There will be 40 sleepers on 40 campuses, and we are going for diverse geography and price points. Half of the communities are clients, half are people we don’t know. We will have different disabilities, whatever the directors decide, but none of the residents will be in on it. Oh, and some of us will try to escape.

CH: Why is immersion so much better? Wasn’t the old approach effective?

DD: Until you try to lean over and get something out of your suitcase, and it takes you not 20 seconds but seven minutes, you don’t appreciate the game of inches that seniors play. Good architects have good hearts and minds, but they haven’t been able to empathize enough with physical constraints. Before, we would walk through and listen to people, and then go draw, but what we have done now is gone an extra step, to live a day in the life and hope that this vicarious experience will make a notable difference.

CH: Was it emotional to be in that first sleepover, in Iowa?

DD: Well, during lunch, musical bands came in and asked if anybody wanted to play along. I’ve been playing guitar since I was 14, but I realized I was a stroke victim and couldn’t use my right arm. That hit me like a hammer to the heart, realizing I would never be able do that any more.

CH: What other lessons did you glean?

DD: There were these 80- or 90-year-old guys who liked to hang out with the young female caretakers, who sat at this pink-plastic laminated station in the center, in this area with no windows. There must have been 10 of them, mumbling and looking at their little girlfriends, in their imagination.  So, we redesigned that into a nice living space by relocating the station closer to windows, and then made another close by. That social factor was a big insight. There was also ramp in the middle that was too steep. I’m not a weak guy, but I had a heckuva of time getting up it. I had to get help. It was ridiculous.

CH: What are some issues topics you’re hoping your study tackles?

DD: I’m truly trying to find new things. There’s no coaching. I’m simply asking them to record their time, but I don’t want to lead the witness. I want them to be more objective than that. I’m deliberately being cautious about not pre-empting the results by publishing the results so far.

What is happening is that people live longer and die faster, so communities need fewer skill-care units and more independent-living ones, so adding those types is important.

CH: Is it possible that the staff will treat you differently, knowing who you really are?

DD: No. Obviously, visually we are different, but they are told this will only be valuable if they treat us like any other resident, to squint and fake it. Yes, they give us breath mints for pills, but we have to go through the processes. There shouldn’t be anything guest-like about this.

CH: Perhaps other projects could benefit from this kind of interactive analysis...

DD: Our education school guys are already on it. And the healthcare branch of architecture is better at evidence-based design than anybody else. They’re ahead of us, though I haven’t heard about anybody else doing this in senior living. But the education guys are promising to start their work as fake students. It has a pay-it-forward aspect that I find very gratifying.

CH: All the attention might help you get commissions. What would you say to people who call it a publicity stunt?

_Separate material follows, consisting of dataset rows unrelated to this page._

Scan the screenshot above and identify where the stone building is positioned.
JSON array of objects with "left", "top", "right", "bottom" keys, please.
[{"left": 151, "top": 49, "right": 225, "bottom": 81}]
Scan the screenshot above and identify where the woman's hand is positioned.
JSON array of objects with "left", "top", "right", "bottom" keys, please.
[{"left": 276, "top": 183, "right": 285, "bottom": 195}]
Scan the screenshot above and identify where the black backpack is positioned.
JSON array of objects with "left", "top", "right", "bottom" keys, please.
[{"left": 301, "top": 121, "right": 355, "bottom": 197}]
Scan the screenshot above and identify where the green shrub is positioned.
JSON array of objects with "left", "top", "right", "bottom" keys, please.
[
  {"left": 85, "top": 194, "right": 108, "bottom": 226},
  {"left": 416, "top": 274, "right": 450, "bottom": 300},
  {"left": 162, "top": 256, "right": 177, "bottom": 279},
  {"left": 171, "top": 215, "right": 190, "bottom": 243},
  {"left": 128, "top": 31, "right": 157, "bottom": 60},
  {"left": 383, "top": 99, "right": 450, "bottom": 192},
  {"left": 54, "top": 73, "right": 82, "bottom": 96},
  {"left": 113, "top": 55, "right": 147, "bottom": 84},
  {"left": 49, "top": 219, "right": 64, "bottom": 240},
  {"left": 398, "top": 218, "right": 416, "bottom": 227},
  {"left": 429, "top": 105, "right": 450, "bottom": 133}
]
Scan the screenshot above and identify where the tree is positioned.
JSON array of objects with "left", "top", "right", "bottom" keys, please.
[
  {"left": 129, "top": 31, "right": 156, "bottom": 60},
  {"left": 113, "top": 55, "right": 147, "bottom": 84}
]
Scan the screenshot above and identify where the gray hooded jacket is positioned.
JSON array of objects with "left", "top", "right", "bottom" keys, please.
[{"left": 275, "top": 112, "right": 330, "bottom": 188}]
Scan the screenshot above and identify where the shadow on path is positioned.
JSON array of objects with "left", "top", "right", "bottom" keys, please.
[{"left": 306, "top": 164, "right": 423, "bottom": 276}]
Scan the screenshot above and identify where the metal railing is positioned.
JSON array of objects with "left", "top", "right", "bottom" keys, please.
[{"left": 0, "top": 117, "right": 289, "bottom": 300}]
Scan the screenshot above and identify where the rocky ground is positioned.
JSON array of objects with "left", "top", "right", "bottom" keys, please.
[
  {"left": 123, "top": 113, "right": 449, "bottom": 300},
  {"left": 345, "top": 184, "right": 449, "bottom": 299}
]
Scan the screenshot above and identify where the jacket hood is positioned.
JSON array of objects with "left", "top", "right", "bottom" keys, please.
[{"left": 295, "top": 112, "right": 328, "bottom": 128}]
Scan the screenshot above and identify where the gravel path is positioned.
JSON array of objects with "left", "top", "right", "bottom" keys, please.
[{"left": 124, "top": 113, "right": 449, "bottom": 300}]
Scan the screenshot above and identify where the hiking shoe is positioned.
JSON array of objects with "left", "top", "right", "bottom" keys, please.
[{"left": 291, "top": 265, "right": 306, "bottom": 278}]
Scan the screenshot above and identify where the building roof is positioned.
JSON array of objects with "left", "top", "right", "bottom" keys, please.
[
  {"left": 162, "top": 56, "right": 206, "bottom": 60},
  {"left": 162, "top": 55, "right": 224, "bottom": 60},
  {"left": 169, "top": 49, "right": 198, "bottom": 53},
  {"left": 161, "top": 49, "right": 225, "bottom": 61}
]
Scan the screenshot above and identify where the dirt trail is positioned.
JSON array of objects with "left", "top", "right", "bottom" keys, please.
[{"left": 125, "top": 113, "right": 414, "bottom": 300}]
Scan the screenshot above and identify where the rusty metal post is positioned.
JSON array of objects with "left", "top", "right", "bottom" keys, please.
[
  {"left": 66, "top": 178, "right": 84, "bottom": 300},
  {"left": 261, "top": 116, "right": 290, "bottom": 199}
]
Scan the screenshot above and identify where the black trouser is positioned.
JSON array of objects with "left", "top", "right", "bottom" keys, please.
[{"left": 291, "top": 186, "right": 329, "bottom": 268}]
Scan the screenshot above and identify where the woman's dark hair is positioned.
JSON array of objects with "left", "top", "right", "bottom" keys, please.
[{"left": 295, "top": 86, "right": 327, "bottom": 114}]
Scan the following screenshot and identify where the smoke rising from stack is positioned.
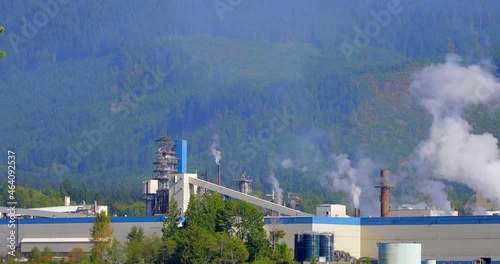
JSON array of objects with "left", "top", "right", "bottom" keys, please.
[
  {"left": 270, "top": 172, "right": 283, "bottom": 205},
  {"left": 421, "top": 180, "right": 452, "bottom": 215},
  {"left": 325, "top": 154, "right": 377, "bottom": 214},
  {"left": 411, "top": 55, "right": 500, "bottom": 204},
  {"left": 210, "top": 134, "right": 222, "bottom": 165}
]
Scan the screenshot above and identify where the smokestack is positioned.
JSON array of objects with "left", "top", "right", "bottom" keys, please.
[
  {"left": 216, "top": 164, "right": 220, "bottom": 185},
  {"left": 375, "top": 169, "right": 393, "bottom": 218},
  {"left": 354, "top": 208, "right": 360, "bottom": 217},
  {"left": 205, "top": 169, "right": 208, "bottom": 182}
]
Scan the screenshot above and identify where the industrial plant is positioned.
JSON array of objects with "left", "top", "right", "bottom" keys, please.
[{"left": 1, "top": 136, "right": 500, "bottom": 263}]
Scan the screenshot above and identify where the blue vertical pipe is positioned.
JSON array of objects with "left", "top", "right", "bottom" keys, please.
[{"left": 176, "top": 140, "right": 187, "bottom": 173}]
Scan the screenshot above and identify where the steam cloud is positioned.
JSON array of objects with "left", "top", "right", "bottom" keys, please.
[
  {"left": 270, "top": 172, "right": 284, "bottom": 205},
  {"left": 411, "top": 55, "right": 500, "bottom": 204},
  {"left": 281, "top": 159, "right": 293, "bottom": 169},
  {"left": 421, "top": 180, "right": 453, "bottom": 215},
  {"left": 325, "top": 154, "right": 377, "bottom": 212},
  {"left": 210, "top": 134, "right": 221, "bottom": 165}
]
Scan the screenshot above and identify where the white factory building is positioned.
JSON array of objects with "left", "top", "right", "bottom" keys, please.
[{"left": 1, "top": 213, "right": 500, "bottom": 262}]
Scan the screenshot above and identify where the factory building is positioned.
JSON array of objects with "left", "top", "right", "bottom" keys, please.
[
  {"left": 2, "top": 137, "right": 500, "bottom": 262},
  {"left": 265, "top": 215, "right": 500, "bottom": 261},
  {"left": 2, "top": 214, "right": 499, "bottom": 261},
  {"left": 0, "top": 216, "right": 164, "bottom": 256}
]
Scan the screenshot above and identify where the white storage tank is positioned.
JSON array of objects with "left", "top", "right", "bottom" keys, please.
[
  {"left": 378, "top": 243, "right": 421, "bottom": 264},
  {"left": 425, "top": 260, "right": 436, "bottom": 264}
]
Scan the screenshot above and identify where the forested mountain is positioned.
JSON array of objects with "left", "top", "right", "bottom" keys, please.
[{"left": 2, "top": 1, "right": 500, "bottom": 215}]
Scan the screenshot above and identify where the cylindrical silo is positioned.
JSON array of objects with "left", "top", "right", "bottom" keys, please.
[
  {"left": 294, "top": 233, "right": 302, "bottom": 262},
  {"left": 378, "top": 243, "right": 421, "bottom": 264},
  {"left": 425, "top": 260, "right": 436, "bottom": 264},
  {"left": 319, "top": 233, "right": 334, "bottom": 261},
  {"left": 302, "top": 232, "right": 320, "bottom": 262}
]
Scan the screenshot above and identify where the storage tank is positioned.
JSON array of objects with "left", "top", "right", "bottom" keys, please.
[
  {"left": 378, "top": 243, "right": 421, "bottom": 264},
  {"left": 294, "top": 233, "right": 302, "bottom": 262},
  {"left": 319, "top": 233, "right": 334, "bottom": 261},
  {"left": 425, "top": 260, "right": 436, "bottom": 264},
  {"left": 302, "top": 232, "right": 320, "bottom": 261}
]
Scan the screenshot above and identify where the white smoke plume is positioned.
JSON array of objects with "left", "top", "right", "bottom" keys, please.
[
  {"left": 270, "top": 172, "right": 283, "bottom": 205},
  {"left": 421, "top": 180, "right": 453, "bottom": 215},
  {"left": 281, "top": 159, "right": 293, "bottom": 169},
  {"left": 411, "top": 55, "right": 500, "bottom": 204},
  {"left": 325, "top": 154, "right": 377, "bottom": 212},
  {"left": 210, "top": 134, "right": 221, "bottom": 165}
]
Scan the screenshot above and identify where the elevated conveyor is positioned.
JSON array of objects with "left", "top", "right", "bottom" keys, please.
[{"left": 189, "top": 177, "right": 311, "bottom": 217}]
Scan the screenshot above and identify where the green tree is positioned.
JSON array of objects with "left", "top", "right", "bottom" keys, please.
[
  {"left": 30, "top": 246, "right": 41, "bottom": 262},
  {"left": 272, "top": 243, "right": 294, "bottom": 264},
  {"left": 141, "top": 233, "right": 163, "bottom": 263},
  {"left": 211, "top": 232, "right": 249, "bottom": 264},
  {"left": 230, "top": 200, "right": 270, "bottom": 261},
  {"left": 107, "top": 238, "right": 125, "bottom": 264},
  {"left": 90, "top": 211, "right": 114, "bottom": 262},
  {"left": 60, "top": 176, "right": 73, "bottom": 197},
  {"left": 270, "top": 229, "right": 293, "bottom": 264},
  {"left": 158, "top": 237, "right": 179, "bottom": 263},
  {"left": 162, "top": 197, "right": 180, "bottom": 240},
  {"left": 42, "top": 246, "right": 54, "bottom": 262},
  {"left": 0, "top": 26, "right": 5, "bottom": 58},
  {"left": 125, "top": 226, "right": 144, "bottom": 263},
  {"left": 178, "top": 224, "right": 215, "bottom": 264}
]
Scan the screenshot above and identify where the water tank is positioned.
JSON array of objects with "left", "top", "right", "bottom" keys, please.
[
  {"left": 425, "top": 260, "right": 436, "bottom": 264},
  {"left": 378, "top": 243, "right": 421, "bottom": 264},
  {"left": 319, "top": 233, "right": 334, "bottom": 261},
  {"left": 294, "top": 233, "right": 302, "bottom": 262},
  {"left": 302, "top": 232, "right": 320, "bottom": 261}
]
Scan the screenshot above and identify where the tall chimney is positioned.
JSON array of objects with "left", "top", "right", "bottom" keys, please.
[
  {"left": 375, "top": 169, "right": 393, "bottom": 218},
  {"left": 216, "top": 165, "right": 220, "bottom": 185},
  {"left": 354, "top": 208, "right": 360, "bottom": 217}
]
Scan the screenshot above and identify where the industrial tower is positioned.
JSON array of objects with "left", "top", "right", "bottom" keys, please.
[
  {"left": 235, "top": 172, "right": 252, "bottom": 195},
  {"left": 143, "top": 136, "right": 187, "bottom": 216}
]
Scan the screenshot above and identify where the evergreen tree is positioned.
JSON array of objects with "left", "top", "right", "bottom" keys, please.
[
  {"left": 162, "top": 197, "right": 180, "bottom": 240},
  {"left": 141, "top": 233, "right": 163, "bottom": 263},
  {"left": 125, "top": 226, "right": 145, "bottom": 263},
  {"left": 60, "top": 176, "right": 73, "bottom": 197}
]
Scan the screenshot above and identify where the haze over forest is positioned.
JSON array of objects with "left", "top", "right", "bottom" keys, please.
[{"left": 2, "top": 0, "right": 500, "bottom": 215}]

DD: This will give us a leg up, but it started as an internal self-improvement project for our firm. I’m really wrapping myself with a firewall, to focus on the academic part, so it doesn’t turn into a publicity stunt. It’s grown a lot, and I’ve gotten calls from friends I haven’t heard from in a while, but I don’t want it to be seen as gimmicky.

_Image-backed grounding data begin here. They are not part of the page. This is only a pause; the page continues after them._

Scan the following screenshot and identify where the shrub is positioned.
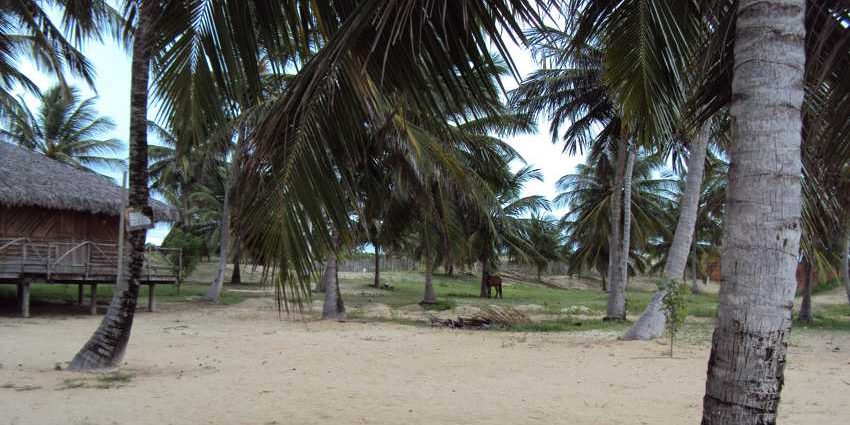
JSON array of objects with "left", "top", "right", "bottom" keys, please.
[
  {"left": 161, "top": 226, "right": 204, "bottom": 276},
  {"left": 660, "top": 279, "right": 689, "bottom": 358}
]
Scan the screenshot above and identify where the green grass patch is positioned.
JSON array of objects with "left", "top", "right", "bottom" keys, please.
[
  {"left": 419, "top": 300, "right": 455, "bottom": 311},
  {"left": 793, "top": 314, "right": 850, "bottom": 332},
  {"left": 341, "top": 271, "right": 718, "bottom": 319},
  {"left": 96, "top": 371, "right": 133, "bottom": 384},
  {"left": 0, "top": 282, "right": 253, "bottom": 310},
  {"left": 796, "top": 278, "right": 844, "bottom": 296},
  {"left": 57, "top": 372, "right": 134, "bottom": 391}
]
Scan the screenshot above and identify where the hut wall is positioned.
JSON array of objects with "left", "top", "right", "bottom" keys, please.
[{"left": 0, "top": 206, "right": 119, "bottom": 242}]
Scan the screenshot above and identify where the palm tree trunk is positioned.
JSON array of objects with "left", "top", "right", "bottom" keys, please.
[
  {"left": 230, "top": 246, "right": 241, "bottom": 285},
  {"left": 321, "top": 250, "right": 344, "bottom": 319},
  {"left": 480, "top": 255, "right": 491, "bottom": 298},
  {"left": 67, "top": 1, "right": 155, "bottom": 371},
  {"left": 206, "top": 141, "right": 242, "bottom": 301},
  {"left": 701, "top": 2, "right": 805, "bottom": 423},
  {"left": 624, "top": 124, "right": 710, "bottom": 340},
  {"left": 841, "top": 221, "right": 850, "bottom": 307},
  {"left": 605, "top": 139, "right": 627, "bottom": 320},
  {"left": 799, "top": 258, "right": 813, "bottom": 322},
  {"left": 619, "top": 145, "right": 635, "bottom": 293},
  {"left": 205, "top": 179, "right": 230, "bottom": 301},
  {"left": 315, "top": 257, "right": 330, "bottom": 293},
  {"left": 422, "top": 231, "right": 437, "bottom": 304},
  {"left": 373, "top": 242, "right": 381, "bottom": 288}
]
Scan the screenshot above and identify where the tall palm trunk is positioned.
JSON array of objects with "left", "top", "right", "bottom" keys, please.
[
  {"left": 605, "top": 139, "right": 627, "bottom": 320},
  {"left": 620, "top": 146, "right": 635, "bottom": 288},
  {"left": 422, "top": 230, "right": 437, "bottom": 304},
  {"left": 841, "top": 221, "right": 850, "bottom": 307},
  {"left": 206, "top": 143, "right": 242, "bottom": 301},
  {"left": 373, "top": 242, "right": 381, "bottom": 288},
  {"left": 205, "top": 180, "right": 230, "bottom": 301},
  {"left": 701, "top": 2, "right": 805, "bottom": 424},
  {"left": 691, "top": 238, "right": 701, "bottom": 294},
  {"left": 315, "top": 257, "right": 331, "bottom": 293},
  {"left": 230, "top": 247, "right": 242, "bottom": 285},
  {"left": 321, "top": 250, "right": 345, "bottom": 319},
  {"left": 624, "top": 125, "right": 710, "bottom": 340},
  {"left": 799, "top": 257, "right": 813, "bottom": 322},
  {"left": 68, "top": 2, "right": 155, "bottom": 371},
  {"left": 479, "top": 255, "right": 491, "bottom": 297}
]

CH: You’re 58, close to retirement age. Has that stirred your interest? Will you move to a senior-living community? What kind?

DD: It will be 25 years before I go into a community, and I hope some bright young 58-year-old will do for me what I’m doing for 85-year-olds today. My forecast is the stigma of living in a nursing home will evaporate, thankfully, and we will see seniors living in much nicer accommodations, with wider bandwidths of ages and opportunities.